Use this for safe webhook retries: pick a stable `signalId` per webhook event.

## Version routing

When workflow code changes, declare a version and keep old code reachable:

```ts
const v2 = createWorkflow({ id: 'pipeline', version: 'v2' })
  .previousVersions([v1])        // v1 stays callable for in-flight v1 runs
  .handler(async (ctx) => { /* v2 body */ })
```

On resume the engine reads `RunState.workflowVersion` and routes to the matching definition. Drop a version from `previousVersions` only after all runs at that version have terminated.

Mismatched version with nothing in `previousVersions` → `RUN_ERRORED { code: 'workflow_version_mismatch' }`.

## Attach (read-only subscribe)

A second subscriber (browser refresh, mobile reconnect) reads current state without driving the run forward:

```ts
runWorkflow({ workflow, runId, runStore, attach: true })
```

Engine emits: `RUN_STARTED` → replay of the log → terminal event (`RUN_FINISHED`, `RUN_ERRORED`, or pause info), then ends.

## Webhook execution

For Durable-Streams-style stateless invocations:

```ts
import { handleWorkflowWebhook } from '@tanstack/workflow-core'

await handleWorkflowWebhook({
  workflow,
  runStore,
  payload: { runId, signalDelivery, approval },
})
```

Same engine. One invocation drives the run to its next pause or completion. The HTTP handler returns; the durable stream / queue handles wake-ups.

## Cleanup

Terminal runs remain in the store so attach calls and webhook retries can read the final log. Stores decide their retention policy; the in-memory store expires non-paused runs after its TTL (1h default). Hosts can still call `RunStore.deleteRun(runId, reason)` when they want immediate cleanup.

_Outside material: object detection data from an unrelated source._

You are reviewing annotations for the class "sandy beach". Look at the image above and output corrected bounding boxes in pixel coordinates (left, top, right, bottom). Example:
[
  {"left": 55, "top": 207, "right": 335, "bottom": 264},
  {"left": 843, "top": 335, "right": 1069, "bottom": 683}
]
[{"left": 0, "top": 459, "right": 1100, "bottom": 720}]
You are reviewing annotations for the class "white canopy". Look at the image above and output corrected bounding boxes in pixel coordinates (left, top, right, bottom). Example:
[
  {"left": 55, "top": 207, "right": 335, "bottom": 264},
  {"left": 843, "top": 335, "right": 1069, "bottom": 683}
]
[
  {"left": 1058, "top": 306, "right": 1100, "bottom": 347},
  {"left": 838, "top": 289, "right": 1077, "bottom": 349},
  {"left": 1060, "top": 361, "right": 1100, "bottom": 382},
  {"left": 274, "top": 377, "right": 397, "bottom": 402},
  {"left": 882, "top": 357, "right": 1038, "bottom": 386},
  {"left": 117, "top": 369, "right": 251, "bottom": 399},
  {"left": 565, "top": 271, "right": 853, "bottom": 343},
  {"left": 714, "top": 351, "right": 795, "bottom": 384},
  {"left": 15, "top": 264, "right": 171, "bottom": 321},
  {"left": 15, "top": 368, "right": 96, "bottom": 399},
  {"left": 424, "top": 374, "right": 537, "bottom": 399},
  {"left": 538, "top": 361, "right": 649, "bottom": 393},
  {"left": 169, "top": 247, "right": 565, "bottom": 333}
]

## What the log contains, end to end

```
[
  // RUN_STARTED — emit only, not in the persisted log
  STEP_FINISHED   { stepId: 'fetch-user', result: { id: 'u-1', tier: 'pro' } },
  NOW_RECORDED    { stepId: '__now-0', value: 1737499200000 },
  SIGNAL_AWAITED  { stepId: 'payment-webhook', name: 'payment', deadline: ... },
  SIGNAL_RESOLVED { stepId: 'payment-webhook', name: 'payment', signalId: 'evt-1', payload: { ... } },
  APPROVAL_REQUESTED { stepId: 'review', approvalId: 'a-1', title: 'Continue?' },
  APPROVAL_RESOLVED  { stepId: 'review', approvalId: 'a-1', approved: true },
  STEP_FINISHED   { stepId: 'finalize', result: { ok: true } },
  RUN_FINISHED    { runId, output: { ok: true } },
]
```

Replay walks this; observers tail it.